PEKKA PAMILOが1991年にAmerican Naturalistで発表した、2本の論文に関するメモ。

 1本目 SEX ALLOCATION


  • 前半はWorker Reproductionと個体群性比の数値についての理論予測。後半はWorkerと次世代QueenとMaleのうち、どれに資源を振り分ければよいかに関する理論予測。後半は今やってる話とはあまりかかわりがないので省略。
  • Sex Allocationがどのようになるかという理論予測について。PAMILOはワーカーが女王の居る状態でオス生産をしてる場合とか、Orphanedの巣でワーカーがオス生産をする場合とか、ワーカーが交尾している場合とかを数式で解いて、Table1に予測値を入れている。が、ここで示されているのは女王が単回交尾の場合を想定しており、複数回交尾の場合については自分で計算しなきゃならんみたい。まあそんなに難しいもんでもなさそうだけど。
  • あとSex Ratio Compensationについて。PAMILOは、「Orphanedワーカーがオス生産をすることで個体群性比がオスにバイアスするとき、メス生産を行なうコロニーが理論値よりもメスを多く生産すること」のように書いている。この状況だけをSRCと呼ぶのかどうか、Taylor(1981)での定義を確認した方がよさそうだ。
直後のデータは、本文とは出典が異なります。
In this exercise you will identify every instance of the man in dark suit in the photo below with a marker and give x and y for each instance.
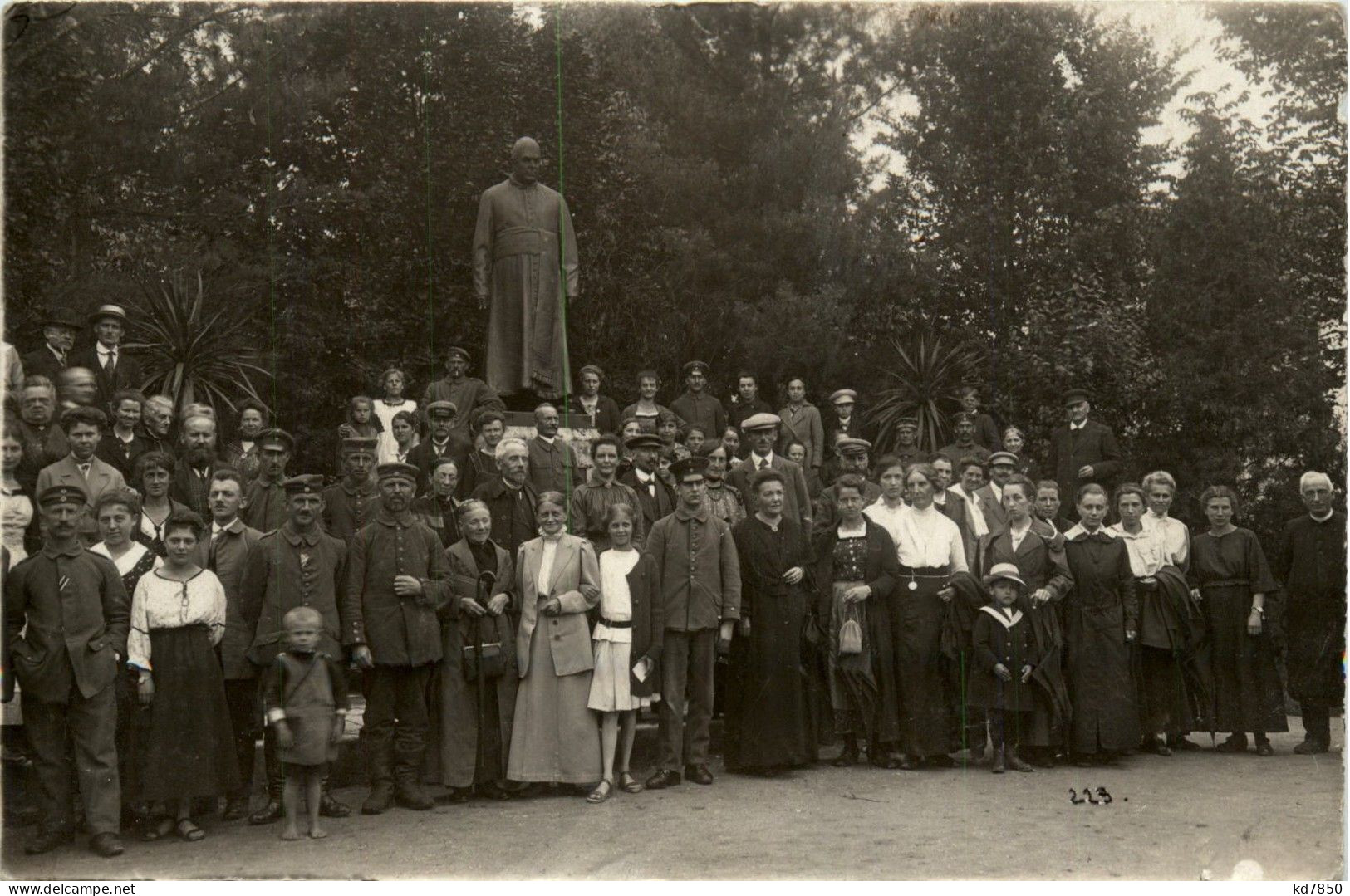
(1002, 464)
(58, 330)
(112, 370)
(589, 401)
(762, 432)
(446, 438)
(1083, 449)
(654, 496)
(71, 611)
 2本目 NUMBER OF REPRODUCTIVE INDIVIDUALS


  • 多回交尾や多女王制、ワーカー繁殖などが、どういう状況のときに個体群内に侵入してくるかの理論予測ではあるのだけど、やっぱり今の話とは関係性がうすいな・・・。




 間違ってるとことかあればご指摘ください。

2011年4月17日日曜日

【論文】【Allodapine Bee】その1

さて忘れた頃になって更新。
 なんだかんだで博士課程に来てしまった。

 博士に来て一発目の更新ということで、自分の論文でも紹介しようかと思ってたのだが、丁度今、研究室のゼミで話すための論文を読んでいるところなので、その概要と感想でもここにのっけていこうと思います。ブログならあとで参照しやすいし、という横着さもあったりする。
 まあ間違いとかはあると思うので、そこらへんは追々修正したい。

 その一本目がこれ。

Schwalz, M. P., Tierney, S. M., Rehan, S. M., Chenoweth, L. B., Cooper, S. J. B. 2011 The evolution of eusociality in allodapine bees: workers began by waiting. Biol. Lett. 7, 277-280.
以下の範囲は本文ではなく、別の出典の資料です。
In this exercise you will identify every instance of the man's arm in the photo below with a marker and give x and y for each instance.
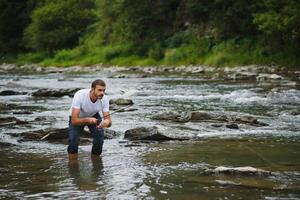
(76, 120)
(106, 123)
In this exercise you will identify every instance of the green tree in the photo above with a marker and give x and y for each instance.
(279, 19)
(59, 24)
(14, 17)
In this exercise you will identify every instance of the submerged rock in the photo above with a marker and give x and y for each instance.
(201, 116)
(117, 108)
(172, 116)
(55, 92)
(147, 133)
(121, 101)
(11, 92)
(245, 171)
(56, 135)
(10, 121)
(232, 126)
(263, 77)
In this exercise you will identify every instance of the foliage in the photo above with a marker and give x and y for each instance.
(14, 17)
(59, 24)
(146, 32)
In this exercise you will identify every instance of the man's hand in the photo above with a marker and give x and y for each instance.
(103, 124)
(92, 120)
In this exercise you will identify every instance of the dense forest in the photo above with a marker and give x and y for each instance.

 Allodapine Bee というのは、オーストラリアやアフリカなどに生息しているハナバチの仲間で、日本には生息していない。近縁種にCarpenter Bee がいて、こちらは日本にも生息していてツヤハナバチと呼ばれている。
 木の中に一本の坑道を掘り、そのまま巣として利用する。ここらへん、ツヤハナバチの仲間に似ている(こちらは草の茎の中に巣を作る)。チューブを使って飼えるらしい。

 こういう巣が未発達なハチは、社会性そのものも原始的なことが多く、同じ属でも単独性のものから一応集団を形成するもの、きちんと不妊のワーカーまで存在するものまで幅広くいるので、社会性の進化の研究材料としてよく使われる。

 著者らによると、Allodapine Beeの羽化したメスは、巣を離れる場合と残る場合があるが、残る場合には大きく分けて次のような3通りの行動をとるという。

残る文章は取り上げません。